• Iconic global brand has adapted to changes in consumer behavior, medium and business model shifts by embracing change, breaking boundaries and exhibiting organizational learning agility• Encyclopaedia Britannica will celebrate 250 years of continuous operation on Monday, December 10.
The anniversary also coincides with the 25th anniversary of Britannica Online (eb.com), the first encyclopedia on the Internet and one of the first major publications on the World Wide Web.
Britannica’s two-and-a-half-century journey began on an out-of-the-way street in Edinburgh, Scotland, in 1768, when the encyclopedia’s founding publishers, Andrew Bell, an engraver, and Colin Macfarquhar, a printer, hired scholar William Smellie to be Britannica’s first editor and set him to work producing a practical reference work founded on the principle of “Utility,” with a goal of making knowledge available to the masses in a world where Latin was the language of intellectuals.
On December 10, 1768, a small section of the first volume of the encyclopedia was published. What would eventually be a three-volume set was released piecemeal over three years, concluding in 1771. The founders supported the project through the 18th-century equivalent of a crowdfunding campaign.
From there Britannica expanded to a 10-volume second edition beginning in 1777, and over the course of the 19th century and several new editions it would grow both in size and reputation to become one of the most trusted sources of information across the world.
Long known for multi volume print encyclopedias, Britannica has, for the past four decades, been a leader in digital media, publishing the first digital encyclopedia in 1981, the first multimedia encyclopedia in 1989 (four years before Microsoft Encarta), and the first encyclopedia on the Internet. The company’s publications have been primarily digital since the 1990s. Its iconic print set ceased publication in 2012.
Dan Brown’s words in his novel “Origin” capture Britannica’s ability to learn, adapt and evolve:
“The fax machine has gone the way of the dodo bird,” Edmond explained. “And the iPhone will survive only if it keeps outperforming its competition. Typewriters and steam engines died in changing environments, but the Encyclopaedia Britannica evolved, its cumbersome thirty-two-volume set sprouting digital feet and, like the lungfish, expanding into uncharted territory, where it now thrives.”
“Today, Britannica is focused on inspiring curiosity and the joy of learning both inside and outside the classroom, helping people cut through the clutter and find better information in the digital universe and transforming learning within schools,” said Karthik Krishnan, global CEO of the Encyclopaedia Britannica Group.
The company focuses on two main markets: casual and curious learners (consumer) and K-12 education (B2B and ed tech).
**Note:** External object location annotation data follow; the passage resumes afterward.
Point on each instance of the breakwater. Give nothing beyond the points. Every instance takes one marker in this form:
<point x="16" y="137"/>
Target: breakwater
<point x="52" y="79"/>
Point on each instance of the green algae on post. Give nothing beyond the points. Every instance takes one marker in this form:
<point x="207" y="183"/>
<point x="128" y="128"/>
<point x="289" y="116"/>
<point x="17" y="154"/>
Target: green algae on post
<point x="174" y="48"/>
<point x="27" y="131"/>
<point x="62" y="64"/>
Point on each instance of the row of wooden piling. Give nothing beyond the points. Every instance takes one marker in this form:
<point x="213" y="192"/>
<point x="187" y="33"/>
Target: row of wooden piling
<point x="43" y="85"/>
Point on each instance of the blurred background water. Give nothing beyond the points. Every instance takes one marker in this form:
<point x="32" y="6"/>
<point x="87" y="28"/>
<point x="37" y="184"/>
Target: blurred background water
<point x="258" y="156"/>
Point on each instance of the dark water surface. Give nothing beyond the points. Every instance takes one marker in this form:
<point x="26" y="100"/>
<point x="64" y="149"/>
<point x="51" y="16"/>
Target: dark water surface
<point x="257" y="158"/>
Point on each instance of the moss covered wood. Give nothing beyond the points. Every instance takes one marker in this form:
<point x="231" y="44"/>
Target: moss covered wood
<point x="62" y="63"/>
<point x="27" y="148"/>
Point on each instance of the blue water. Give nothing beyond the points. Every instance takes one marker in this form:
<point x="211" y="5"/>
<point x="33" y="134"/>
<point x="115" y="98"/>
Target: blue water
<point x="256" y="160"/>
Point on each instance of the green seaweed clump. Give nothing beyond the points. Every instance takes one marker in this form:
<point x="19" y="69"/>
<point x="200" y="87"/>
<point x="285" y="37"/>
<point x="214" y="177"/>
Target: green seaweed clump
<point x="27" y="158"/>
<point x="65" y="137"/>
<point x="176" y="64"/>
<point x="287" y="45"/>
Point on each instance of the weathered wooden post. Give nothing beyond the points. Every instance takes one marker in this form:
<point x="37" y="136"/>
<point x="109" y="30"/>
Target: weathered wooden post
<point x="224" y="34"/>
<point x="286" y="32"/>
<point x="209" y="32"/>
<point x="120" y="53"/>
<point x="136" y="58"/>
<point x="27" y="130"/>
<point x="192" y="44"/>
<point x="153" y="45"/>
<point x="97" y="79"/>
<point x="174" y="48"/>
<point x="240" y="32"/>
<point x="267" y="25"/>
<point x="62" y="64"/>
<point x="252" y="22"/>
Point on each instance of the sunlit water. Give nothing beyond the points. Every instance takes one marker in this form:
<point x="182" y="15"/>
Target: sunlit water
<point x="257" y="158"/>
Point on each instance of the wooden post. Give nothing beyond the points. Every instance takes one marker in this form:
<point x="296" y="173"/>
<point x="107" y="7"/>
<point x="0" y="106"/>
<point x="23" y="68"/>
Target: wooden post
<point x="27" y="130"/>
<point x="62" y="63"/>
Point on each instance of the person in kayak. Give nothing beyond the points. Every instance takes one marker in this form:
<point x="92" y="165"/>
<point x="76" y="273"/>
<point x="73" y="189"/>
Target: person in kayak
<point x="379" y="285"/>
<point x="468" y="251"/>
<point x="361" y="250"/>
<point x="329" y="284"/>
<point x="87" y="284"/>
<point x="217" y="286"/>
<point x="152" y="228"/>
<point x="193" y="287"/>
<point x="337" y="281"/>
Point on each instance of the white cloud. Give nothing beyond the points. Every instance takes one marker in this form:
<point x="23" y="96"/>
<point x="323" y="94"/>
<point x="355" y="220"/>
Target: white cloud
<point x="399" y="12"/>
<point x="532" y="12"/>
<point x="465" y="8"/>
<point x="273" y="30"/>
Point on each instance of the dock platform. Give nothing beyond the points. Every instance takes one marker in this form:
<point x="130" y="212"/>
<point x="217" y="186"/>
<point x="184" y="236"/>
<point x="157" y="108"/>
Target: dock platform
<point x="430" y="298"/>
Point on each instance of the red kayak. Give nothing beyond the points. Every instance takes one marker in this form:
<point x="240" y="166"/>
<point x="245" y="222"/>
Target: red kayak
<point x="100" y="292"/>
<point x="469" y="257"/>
Britannica generates subscription and advertising revenues from a diverse set of digital products leveraging its core verified data sources and proprietary semantic technology that surfaces unique relationships and uncommon insights.
“Britannica has a presence in 83 countries and reaches 150 million students on the institutional side. On the consumer front, Britannica and our Merriam-Webster subsidiary generate over five billion page views a year across all platforms, making it a top-ten digital destination in the general reference category,” said Krishnan.
“Our mission, to provide verified information in engaging formats to inspire curiosity and the joy of leaning, is more vital today than ever. With proactive misinformation flooding the digital world, now more than ever truth needs champions. Britannica is committed to helping people cut through the clutter though initiatives such as Britannica Insights, Britannica School Insights, Demystified and our partnership with YouTube to fight conspiracy theories. Britannica is also actively working with schools on digital literacy efforts to prevent knowledge dilution.”
Krishnan said Britannica will conduct a yearlong series of celebrations, involving students, educators, and the public in forums, civic events and online activities, beginning with “Curiosity Day” which will kick off on Monday at Jesse White Learning Academy, in Hazel Crest, Ill., and Eisenhower Academy, in Joliet, Ill.
“Curiosity Day, December 10 annually, will launch here in the Chicago area, with the goal of making it a global, grassroots movement. We will encourage people to ‘learn something new and share something new.’ With today’s alarming trend – smarter phones and weaker minds – Curiosity Day is designed to rekindle an innate human trait that helps us break boundaries and progress. Particularly in a world where humans have to compete more and more with sophisticated machines powered by artificial intelligence.”
The Britannica Anniversary Edition, published to commemorate the anniversary, includes interesting insights from its past and present and perspectives on the future from leading scholars, writers and thinkers from the 18th century to today. The volume is a testament to human progress – how far we have come and how far we go from here.